Yves Michaud : Je suis choqué que vous parliez de l’incapacité des « populistes ». Ils sont au pouvoir où ? Le populisme est une formation réactive face aux dérèglements d’un monde aux mains d’une oligarchie financière et politique. Le populisme est une réaction à une situation où les gens se rendent compte qu’on se paie leur tête mais ce n’est pas un programme politique. C’est un refus, pas une vision positive. Quant aux experts, on les sonne selon les besoins du moment et ils rappliquent comme des toutous en visiteurs du soir ou en blablateurs télé. On n’a pas aujourd’hui  besoin d’experts en coupage de cheveux en quatre, mais de vision politique. Ensuite seulement il faut des experts pour mettre en musique la vision. Celle-ci doit être première : vous voulez quelque chose et ensuite vous cherchez les moyens de réaliser ce que vous voulez. Nous ne manquons pas de moyens aujourd’hui mais de fins, nous ne manquons pas de réponses mais de questions !

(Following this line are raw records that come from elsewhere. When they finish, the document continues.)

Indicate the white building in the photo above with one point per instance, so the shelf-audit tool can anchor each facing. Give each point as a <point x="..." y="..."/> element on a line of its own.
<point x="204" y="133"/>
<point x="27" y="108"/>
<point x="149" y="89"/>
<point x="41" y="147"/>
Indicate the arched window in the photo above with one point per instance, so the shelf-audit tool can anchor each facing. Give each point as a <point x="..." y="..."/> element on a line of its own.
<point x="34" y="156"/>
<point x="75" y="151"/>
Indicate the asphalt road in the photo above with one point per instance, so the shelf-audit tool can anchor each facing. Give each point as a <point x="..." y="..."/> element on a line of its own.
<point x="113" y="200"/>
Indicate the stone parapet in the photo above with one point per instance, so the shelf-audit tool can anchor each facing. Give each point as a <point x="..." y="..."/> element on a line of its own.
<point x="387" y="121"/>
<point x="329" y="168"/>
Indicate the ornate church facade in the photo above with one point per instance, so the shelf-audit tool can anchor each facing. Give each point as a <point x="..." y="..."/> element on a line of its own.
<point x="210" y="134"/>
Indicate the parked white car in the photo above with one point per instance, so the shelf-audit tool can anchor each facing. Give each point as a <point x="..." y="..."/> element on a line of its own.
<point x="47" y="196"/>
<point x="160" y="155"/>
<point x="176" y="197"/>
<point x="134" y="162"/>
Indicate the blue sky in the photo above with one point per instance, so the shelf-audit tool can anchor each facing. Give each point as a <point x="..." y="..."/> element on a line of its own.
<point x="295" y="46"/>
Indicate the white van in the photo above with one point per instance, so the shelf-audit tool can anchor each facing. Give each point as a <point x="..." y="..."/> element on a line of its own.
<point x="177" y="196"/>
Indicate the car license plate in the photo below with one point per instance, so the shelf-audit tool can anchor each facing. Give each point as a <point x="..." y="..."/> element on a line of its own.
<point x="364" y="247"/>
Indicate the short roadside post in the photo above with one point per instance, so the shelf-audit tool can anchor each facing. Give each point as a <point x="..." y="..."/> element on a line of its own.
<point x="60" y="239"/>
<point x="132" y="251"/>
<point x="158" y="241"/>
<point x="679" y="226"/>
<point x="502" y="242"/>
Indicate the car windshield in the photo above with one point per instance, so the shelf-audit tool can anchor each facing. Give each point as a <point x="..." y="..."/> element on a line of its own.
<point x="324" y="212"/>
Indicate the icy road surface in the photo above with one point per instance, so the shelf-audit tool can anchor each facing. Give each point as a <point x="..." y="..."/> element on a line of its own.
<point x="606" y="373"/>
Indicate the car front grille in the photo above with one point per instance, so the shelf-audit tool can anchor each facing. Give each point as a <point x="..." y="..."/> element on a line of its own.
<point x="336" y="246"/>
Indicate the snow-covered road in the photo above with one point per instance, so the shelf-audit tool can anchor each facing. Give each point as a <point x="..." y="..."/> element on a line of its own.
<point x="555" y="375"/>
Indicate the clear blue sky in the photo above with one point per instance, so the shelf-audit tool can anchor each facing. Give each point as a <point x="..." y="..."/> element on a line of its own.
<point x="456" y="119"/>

Ce qui me réjouit dans la situation actuelle, c’est qu’elle va être source de remises en cause profondes et qu’il va falloir inventer. Une des rares choses intelligentes qu’a dites Mao est que le nouveau ne naît pas de l’ancien mais de la destruction de l’ancien.

La toute première chose à inventer – ou réinventer – c’est le civisme contre tous les égoïsmes. Rude tâche. Il nous manque des Churchill ou des de Gaulle, à un moment où il faut annoncer aux gens qu’il y aura du sang et des larmes – et qu’on ne pourra pas faire autrement.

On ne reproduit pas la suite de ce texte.